Decentralized peer-to-peer crypto exchanges are under heavy pressure as they witness a sharp decline in the total market share.
The market share of peer-to-peer crypto platforms has dropped to 5% from a 2023 peak of 7% in March, Bloomberg reported citing Kaiko data.
Decentralized exchanges saw the monthly spot trading volumes drop 76% to $21 billion by June this year versus January 2022, more than the 69% drop for their centralized rivals to $429 billion.
Earlier, several from the crypto industry had predicted a golden period for P2P platforms such as Uniswap and dYdX following the collapse of FTX exchange, which undermined trust in centralized platforms that take control of tokens.

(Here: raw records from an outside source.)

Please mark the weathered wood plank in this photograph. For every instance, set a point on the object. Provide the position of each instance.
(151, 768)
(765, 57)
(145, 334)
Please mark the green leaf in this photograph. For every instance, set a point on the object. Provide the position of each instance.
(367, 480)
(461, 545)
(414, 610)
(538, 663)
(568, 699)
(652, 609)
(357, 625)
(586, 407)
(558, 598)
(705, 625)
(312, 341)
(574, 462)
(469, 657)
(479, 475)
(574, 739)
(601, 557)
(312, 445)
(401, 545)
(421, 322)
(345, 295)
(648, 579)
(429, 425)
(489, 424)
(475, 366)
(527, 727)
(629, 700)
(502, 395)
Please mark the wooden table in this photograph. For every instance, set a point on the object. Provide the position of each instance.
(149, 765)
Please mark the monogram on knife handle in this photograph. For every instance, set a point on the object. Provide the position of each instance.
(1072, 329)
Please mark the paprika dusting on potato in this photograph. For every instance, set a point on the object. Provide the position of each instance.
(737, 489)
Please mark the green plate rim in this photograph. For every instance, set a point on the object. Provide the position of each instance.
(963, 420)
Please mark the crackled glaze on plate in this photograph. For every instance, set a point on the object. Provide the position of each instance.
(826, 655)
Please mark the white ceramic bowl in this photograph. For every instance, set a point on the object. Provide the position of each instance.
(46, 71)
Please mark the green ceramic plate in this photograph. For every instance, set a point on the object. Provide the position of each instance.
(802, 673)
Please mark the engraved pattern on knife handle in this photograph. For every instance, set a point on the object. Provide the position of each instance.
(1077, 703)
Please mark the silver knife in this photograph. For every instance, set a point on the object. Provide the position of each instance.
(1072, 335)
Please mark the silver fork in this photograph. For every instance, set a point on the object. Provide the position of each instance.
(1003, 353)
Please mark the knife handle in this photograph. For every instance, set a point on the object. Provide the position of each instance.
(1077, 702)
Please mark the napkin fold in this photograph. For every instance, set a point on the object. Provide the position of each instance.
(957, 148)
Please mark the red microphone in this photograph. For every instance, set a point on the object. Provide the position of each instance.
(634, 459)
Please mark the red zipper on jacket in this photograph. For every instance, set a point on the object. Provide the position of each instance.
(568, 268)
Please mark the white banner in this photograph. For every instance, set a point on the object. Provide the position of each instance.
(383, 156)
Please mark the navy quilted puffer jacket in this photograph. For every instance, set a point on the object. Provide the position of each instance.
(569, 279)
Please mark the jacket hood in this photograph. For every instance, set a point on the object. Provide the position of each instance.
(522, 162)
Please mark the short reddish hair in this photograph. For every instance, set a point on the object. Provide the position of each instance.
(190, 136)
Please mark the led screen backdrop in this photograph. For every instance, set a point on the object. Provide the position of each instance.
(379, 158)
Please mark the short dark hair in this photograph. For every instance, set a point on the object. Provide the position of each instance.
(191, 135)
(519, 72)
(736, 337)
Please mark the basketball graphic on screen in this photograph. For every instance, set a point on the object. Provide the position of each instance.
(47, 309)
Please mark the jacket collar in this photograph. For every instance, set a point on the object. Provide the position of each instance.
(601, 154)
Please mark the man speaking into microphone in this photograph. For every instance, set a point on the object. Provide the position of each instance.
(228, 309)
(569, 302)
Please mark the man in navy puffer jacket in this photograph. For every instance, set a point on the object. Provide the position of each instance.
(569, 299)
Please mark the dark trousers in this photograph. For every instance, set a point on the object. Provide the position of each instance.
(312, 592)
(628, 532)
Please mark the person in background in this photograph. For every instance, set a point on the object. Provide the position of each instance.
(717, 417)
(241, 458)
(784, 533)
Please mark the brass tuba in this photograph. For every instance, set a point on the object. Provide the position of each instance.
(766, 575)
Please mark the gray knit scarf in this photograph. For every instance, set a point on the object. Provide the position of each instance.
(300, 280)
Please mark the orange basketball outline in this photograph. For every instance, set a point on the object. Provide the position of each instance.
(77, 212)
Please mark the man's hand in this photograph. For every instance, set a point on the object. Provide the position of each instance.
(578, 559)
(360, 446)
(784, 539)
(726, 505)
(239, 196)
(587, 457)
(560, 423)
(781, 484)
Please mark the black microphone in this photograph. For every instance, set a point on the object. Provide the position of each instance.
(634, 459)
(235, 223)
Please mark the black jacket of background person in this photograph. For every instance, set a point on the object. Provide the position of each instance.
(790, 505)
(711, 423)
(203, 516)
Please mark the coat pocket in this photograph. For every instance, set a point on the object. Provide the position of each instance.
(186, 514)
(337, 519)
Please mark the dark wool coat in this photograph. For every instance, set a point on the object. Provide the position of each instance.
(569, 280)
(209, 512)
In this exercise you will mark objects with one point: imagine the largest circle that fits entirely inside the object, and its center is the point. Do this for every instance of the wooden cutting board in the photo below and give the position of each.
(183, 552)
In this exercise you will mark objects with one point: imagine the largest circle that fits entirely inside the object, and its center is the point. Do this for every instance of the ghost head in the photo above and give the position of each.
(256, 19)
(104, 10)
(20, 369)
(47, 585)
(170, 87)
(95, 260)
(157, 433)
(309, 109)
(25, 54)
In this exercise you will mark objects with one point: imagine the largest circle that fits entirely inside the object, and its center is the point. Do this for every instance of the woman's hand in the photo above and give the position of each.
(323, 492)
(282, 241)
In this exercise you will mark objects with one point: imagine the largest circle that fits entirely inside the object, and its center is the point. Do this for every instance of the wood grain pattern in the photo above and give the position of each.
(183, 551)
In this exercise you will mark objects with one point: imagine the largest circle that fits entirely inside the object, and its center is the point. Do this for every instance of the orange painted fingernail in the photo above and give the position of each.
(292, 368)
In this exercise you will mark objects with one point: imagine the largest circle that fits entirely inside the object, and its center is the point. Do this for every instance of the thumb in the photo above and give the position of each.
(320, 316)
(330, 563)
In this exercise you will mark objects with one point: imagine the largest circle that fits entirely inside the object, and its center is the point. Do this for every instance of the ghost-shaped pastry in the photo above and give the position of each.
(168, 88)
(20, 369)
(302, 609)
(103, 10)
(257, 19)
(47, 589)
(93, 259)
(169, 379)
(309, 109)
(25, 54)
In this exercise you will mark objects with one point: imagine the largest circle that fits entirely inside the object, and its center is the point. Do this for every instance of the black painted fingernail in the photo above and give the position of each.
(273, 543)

Decentralized exchanges are cited by many as an answer to corruption on centralized platforms. But they often fall short on complex user interfaces, slower speeds and lower liquidity than their competitors like Binance Holdings Ltd. or Coinbase Global Inc.
Richard Galvin, the co-founder of Digital Asset Capital Management, told Bloomberg that despite the ongoing improvements in their designs and their relatively young age of less than three years, peer-to-peer exchanges remain challenging or unfeasible for most institutional investors to trade on.
Significant efforts to enhance peer-to-peer exchanges have surfaced recently. Uniswap, being the leading decentralized trading venue, recently introduced a protocol aimed at improving prices for clients by consolidating diverse sources of digital-asset liquidity.
Meanwhile, blockchain firm Vertex made waves earlier this year with the launch of its decentralized exchange, boasting comparable transaction speeds to traditional centralized platforms.